No plano da economia real, a derrocada das montadoras americanas indica não apenas a continuidade da transferência desse tipo de indústria manufatureira dos EUA para outros continentes, mas também a mudança de paradigmas, com vistas a conciliar eficiência e preservação ambiental. Esse e outros desafios, como o de fortalecer as instâncias multilaterais de negociação desprezadas durante a era Bush, exigem do presidente Obama uma postura de estadista no nível de seu predecessor Franklin D. Roosevelt.

Juros e custeio

Como parte do mundo globalizado, o Brasil de 2009 não está imune aos efeitos da crise, que terá como provável consequência imediata a redução no crescimento impetuoso do PIB, da ordem de 5% ao ano, que se verificava já por quatro anos seguidos. A saúde econômica atual do país permite, contudo, olhar tanto para o futuro como para os 80 anos decorridos desde a crise de 1929 com uma visão confiante.
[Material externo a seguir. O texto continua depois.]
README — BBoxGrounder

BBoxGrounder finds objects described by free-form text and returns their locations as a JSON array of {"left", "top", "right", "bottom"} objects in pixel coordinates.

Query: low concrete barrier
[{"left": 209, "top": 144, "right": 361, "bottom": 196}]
O Brasil industrializou-se de maneira acelerada desde os anos 1930 e após um longo período de substituição de importações abriu, em 1990, seu mercado interno à concorrência dos produtos importados, conferindo à indústria nacional um novo patamar de competitividade. Além de commodities agrícolas (como a soja) e minerais, hoje exportamos produtos manufaturados e até aviões, com uma postura de autêntico global player, ou seja, de um país que vende de tudo para todos os mercados, pois nossos compradores também se diversificaram, em especial nas últimas décadas.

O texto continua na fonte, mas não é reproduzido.